Sessions are bash shell execution contexts within a sandbox. Think of them as terminal tabs in the same computer.

  • Sandbox = A user or task workspace
  • Session = A shell in that workspace

Sessions are useful for organizing work inside one sandbox. They are not a security boundary between users because sessions share the same filesystem and process space.

Default session

By default, every sandbox has a default session that maintains shell state between commands while the container is active:

TypeScript
const sandbox = getSandbox(env.Sandbox, 'my-sandbox');
// These commands run in the default session
await sandbox.exec("cd /app");
await sandbox.exec("pwd"); // Output: /app
await sandbox.exec("export MY_VAR=hello");
await sandbox.exec("echo $MY_VAR"); // Output: hello

Working directory, environment variables, and exported variables carry over between commands. This state resets if the container restarts due to inactivity.

If you set enableDefaultSession: false when calling getSandbox(), operations without an explicit sessionId run in isolation instead of using the default session:

TypeScript
const sandbox = getSandbox(env.Sandbox, 'my-sandbox', {
enableDefaultSession: false
});
await sandbox.exec("cd /app");
await sandbox.exec("pwd"); // Output: /workspace (cd was not inherited)

Without the default session, the second command does not inherit shell state from the first command. It is recommended that you always apply this setting as it will become the default in a future Sandbox SDK release. Create or retrieve an explicit session when you want commands to share shell state.

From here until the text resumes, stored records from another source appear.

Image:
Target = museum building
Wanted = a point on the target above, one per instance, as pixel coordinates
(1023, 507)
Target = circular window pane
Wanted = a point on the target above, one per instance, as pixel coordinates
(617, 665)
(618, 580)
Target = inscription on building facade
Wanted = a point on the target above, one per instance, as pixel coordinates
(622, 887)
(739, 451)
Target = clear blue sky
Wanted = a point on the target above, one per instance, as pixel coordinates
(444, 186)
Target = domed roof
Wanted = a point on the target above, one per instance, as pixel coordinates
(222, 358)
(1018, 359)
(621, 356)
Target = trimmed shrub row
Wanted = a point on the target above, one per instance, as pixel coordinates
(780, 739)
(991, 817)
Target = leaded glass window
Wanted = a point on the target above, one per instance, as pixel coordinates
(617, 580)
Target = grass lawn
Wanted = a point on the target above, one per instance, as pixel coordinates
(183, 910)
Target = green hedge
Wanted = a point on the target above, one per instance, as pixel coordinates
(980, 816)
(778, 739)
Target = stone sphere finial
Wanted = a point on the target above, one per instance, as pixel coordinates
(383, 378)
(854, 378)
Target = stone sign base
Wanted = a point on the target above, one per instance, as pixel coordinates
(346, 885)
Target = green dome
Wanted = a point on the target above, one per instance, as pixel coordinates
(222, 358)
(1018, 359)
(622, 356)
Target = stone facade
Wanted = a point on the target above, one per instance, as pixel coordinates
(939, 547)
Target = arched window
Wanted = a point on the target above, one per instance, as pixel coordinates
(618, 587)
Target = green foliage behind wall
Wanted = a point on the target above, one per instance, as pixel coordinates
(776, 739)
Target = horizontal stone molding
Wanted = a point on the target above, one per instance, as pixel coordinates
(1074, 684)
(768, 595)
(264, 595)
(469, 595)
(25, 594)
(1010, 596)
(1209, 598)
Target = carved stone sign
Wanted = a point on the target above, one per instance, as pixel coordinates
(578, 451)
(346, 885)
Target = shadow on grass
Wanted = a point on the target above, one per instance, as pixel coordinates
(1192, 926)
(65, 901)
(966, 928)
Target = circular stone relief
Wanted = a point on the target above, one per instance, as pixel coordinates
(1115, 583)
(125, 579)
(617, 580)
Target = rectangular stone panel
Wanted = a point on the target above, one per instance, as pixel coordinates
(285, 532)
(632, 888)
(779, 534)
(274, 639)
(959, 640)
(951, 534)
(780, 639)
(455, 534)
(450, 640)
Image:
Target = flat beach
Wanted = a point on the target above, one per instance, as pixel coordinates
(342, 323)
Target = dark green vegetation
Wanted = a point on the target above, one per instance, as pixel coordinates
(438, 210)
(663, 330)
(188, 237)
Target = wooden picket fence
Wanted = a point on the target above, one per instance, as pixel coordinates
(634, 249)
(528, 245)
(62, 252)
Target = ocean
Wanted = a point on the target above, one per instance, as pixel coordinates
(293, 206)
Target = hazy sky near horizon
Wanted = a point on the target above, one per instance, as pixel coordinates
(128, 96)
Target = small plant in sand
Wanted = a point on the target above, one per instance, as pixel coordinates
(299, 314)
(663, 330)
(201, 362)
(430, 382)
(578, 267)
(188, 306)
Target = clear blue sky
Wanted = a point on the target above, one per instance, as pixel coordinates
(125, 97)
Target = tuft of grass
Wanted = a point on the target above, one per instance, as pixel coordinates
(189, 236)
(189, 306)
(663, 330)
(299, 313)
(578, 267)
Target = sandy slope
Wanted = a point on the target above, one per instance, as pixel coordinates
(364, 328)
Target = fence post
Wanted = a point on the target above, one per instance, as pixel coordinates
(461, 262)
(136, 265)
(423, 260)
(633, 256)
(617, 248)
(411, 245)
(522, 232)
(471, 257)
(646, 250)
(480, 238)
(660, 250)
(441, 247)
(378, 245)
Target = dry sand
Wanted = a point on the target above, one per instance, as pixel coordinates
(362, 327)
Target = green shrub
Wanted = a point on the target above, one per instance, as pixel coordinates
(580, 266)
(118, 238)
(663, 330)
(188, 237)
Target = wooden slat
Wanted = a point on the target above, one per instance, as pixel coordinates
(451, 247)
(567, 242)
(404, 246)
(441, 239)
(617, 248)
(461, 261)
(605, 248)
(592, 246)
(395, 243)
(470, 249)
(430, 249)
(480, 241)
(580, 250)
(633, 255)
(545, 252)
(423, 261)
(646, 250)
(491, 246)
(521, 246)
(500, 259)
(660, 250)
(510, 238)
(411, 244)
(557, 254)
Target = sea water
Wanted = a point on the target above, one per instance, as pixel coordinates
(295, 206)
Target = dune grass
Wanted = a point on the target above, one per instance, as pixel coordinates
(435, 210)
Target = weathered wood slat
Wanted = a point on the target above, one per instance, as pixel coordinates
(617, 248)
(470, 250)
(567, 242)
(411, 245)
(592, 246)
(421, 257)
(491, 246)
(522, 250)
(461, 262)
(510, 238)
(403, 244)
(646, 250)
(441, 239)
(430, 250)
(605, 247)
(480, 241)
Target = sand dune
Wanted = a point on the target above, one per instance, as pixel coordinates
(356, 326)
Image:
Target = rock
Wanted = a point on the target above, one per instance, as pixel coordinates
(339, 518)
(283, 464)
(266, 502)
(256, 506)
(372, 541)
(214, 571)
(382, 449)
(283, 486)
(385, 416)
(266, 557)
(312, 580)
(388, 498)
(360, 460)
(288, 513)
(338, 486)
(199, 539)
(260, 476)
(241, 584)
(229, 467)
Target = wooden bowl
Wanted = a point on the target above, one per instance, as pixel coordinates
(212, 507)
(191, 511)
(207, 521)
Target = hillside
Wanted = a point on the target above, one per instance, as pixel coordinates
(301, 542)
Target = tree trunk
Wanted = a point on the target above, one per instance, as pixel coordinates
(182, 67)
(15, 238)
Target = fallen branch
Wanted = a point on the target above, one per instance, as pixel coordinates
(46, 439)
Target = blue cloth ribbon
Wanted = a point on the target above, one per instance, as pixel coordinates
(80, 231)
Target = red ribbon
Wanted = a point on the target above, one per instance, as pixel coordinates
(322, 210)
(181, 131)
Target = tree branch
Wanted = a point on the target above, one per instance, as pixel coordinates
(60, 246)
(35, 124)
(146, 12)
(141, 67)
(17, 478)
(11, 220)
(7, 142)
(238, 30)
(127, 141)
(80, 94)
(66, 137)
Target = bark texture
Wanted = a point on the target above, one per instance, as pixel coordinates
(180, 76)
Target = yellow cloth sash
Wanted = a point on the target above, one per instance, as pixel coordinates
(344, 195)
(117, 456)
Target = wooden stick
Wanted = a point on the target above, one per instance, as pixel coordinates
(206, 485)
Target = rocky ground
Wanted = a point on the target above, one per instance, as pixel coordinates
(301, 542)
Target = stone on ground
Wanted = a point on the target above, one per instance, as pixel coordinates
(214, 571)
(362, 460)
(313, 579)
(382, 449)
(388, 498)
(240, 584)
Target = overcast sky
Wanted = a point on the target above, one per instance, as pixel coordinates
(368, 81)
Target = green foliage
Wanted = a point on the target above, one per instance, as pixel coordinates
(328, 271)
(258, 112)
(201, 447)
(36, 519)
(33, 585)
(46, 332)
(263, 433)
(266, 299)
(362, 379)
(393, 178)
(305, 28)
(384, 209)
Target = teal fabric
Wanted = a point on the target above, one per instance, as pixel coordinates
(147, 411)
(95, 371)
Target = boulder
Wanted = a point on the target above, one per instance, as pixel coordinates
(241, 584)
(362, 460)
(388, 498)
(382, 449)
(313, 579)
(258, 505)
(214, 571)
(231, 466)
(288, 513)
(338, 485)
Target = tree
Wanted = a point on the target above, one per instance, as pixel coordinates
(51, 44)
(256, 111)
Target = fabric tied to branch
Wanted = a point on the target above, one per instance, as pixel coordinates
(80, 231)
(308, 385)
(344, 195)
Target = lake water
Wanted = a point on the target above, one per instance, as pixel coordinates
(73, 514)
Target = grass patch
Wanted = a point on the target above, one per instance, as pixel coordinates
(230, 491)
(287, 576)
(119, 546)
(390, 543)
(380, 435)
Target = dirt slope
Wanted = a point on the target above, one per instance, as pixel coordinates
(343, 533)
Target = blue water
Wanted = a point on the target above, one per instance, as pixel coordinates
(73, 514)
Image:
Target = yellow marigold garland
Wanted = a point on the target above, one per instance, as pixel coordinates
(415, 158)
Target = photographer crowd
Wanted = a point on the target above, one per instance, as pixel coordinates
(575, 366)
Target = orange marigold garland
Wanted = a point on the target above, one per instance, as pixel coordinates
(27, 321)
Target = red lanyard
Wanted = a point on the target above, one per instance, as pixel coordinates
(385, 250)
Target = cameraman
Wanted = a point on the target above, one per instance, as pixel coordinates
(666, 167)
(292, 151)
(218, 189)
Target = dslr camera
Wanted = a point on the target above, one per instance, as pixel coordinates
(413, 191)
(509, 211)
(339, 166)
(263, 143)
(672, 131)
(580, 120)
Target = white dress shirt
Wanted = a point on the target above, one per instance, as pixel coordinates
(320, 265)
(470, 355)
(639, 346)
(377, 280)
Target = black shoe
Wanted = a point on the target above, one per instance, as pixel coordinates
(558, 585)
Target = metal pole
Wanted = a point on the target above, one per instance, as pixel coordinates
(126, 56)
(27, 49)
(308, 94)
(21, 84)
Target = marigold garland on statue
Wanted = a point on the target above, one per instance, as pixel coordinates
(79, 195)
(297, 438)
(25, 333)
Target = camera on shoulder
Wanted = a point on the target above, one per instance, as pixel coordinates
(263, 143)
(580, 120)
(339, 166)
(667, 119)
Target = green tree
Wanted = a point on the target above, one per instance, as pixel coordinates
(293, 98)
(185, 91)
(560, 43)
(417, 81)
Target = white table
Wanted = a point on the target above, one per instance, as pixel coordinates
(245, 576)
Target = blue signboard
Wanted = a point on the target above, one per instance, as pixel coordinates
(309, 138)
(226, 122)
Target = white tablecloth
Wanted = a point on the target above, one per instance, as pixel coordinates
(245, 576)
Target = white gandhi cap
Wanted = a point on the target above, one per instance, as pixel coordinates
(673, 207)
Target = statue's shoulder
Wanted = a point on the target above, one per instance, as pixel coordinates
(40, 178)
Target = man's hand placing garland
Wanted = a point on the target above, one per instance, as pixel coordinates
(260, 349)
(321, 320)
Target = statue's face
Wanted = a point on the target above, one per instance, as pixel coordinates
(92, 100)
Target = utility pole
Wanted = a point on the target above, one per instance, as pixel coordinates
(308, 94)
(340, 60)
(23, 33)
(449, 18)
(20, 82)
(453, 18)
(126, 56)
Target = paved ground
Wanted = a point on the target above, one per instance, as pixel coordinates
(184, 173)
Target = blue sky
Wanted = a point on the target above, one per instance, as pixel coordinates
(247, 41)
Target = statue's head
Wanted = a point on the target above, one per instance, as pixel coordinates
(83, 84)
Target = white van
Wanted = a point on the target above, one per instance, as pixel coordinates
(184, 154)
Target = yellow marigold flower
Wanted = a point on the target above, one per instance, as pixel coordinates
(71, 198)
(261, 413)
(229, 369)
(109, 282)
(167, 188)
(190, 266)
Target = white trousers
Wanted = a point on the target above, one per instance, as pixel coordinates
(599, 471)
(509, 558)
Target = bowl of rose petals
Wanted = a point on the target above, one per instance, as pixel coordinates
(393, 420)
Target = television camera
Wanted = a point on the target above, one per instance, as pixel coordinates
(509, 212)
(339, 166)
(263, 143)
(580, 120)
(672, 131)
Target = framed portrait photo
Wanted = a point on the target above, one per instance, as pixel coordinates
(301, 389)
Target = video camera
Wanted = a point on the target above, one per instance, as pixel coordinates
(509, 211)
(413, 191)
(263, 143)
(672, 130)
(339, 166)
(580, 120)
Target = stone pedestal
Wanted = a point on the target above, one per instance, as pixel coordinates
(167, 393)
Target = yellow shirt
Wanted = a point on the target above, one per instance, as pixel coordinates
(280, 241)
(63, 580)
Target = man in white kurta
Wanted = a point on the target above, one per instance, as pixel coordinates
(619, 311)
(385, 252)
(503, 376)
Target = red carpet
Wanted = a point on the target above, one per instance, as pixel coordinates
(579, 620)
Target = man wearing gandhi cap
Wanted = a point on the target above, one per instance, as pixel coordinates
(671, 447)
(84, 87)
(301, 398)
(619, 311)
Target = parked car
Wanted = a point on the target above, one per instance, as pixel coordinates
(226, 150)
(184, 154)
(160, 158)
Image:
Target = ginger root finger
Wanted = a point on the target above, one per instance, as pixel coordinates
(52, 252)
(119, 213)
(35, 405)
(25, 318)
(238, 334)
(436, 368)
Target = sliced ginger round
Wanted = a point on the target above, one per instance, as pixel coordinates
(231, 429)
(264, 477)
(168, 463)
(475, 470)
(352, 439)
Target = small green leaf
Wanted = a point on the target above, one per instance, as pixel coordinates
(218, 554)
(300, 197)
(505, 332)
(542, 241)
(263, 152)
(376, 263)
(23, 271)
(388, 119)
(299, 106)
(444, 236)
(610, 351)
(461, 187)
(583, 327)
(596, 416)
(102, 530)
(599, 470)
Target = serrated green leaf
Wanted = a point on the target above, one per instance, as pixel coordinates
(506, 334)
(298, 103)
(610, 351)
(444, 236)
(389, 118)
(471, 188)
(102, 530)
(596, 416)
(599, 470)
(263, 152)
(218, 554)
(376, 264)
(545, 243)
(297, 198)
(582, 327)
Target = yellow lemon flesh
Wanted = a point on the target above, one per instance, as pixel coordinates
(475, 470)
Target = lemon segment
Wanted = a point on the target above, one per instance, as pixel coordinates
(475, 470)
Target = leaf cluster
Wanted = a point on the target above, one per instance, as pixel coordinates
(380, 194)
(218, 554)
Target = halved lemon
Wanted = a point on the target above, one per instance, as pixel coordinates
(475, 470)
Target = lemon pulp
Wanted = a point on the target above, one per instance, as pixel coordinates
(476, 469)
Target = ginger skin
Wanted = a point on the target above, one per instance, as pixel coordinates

Automatic session creation

The container automatically creates sessions on first use. If you reference a non-existent session ID, the container creates it with default settings:

TypeScript
// This session does not exist yet
const result = await sandbox.exec('echo hello', { sessionId: 'new-session' });
// Container automatically creates 'new-session' with defaults:
// - cwd: '/workspace'
// - env: {} (empty)

This behavior is particularly relevant after deleting a session:

TypeScript
// Create and configure a session
const session = await sandbox.createSession({
id: 'temp',
env: { MY_VAR: 'value' }
});
// Delete the session
await sandbox.deleteSession('temp');
// Using the same session ID again works - auto-created with defaults
const result = await sandbox.exec('echo $MY_VAR', { sessionId: 'temp' });
// Output: (empty) - MY_VAR is not set in the freshly created session

This auto-creation means commands still run when they reference a non-existent session. However, custom configuration (environment variables, working directory) is lost after deletion.

Creating sessions

Create additional sessions for separate workflows in the same sandbox:

TypeScript
const buildSession = await sandbox.createSession({
id: "build",
env: { NODE_ENV: "production" },
cwd: "/build"
});
const testSession = await sandbox.createSession({
id: "test",
env: { NODE_ENV: "test" },
cwd: "/test"
});
// Different shell contexts
await buildSession.exec("npm run build");
await testSession.exec("npm test");

You can also set a default command timeout for all commands in a session:

TypeScript
const session = await sandbox.createSession({
id: "ci",
commandTimeoutMs: 30000 // 30s timeout for all commands
});
await session.exec("npm test"); // Times out after 30s if still running

Individual commands can override the session timeout with the timeout option on exec(). For more details, refer to the Sessions API and the execute commands guide.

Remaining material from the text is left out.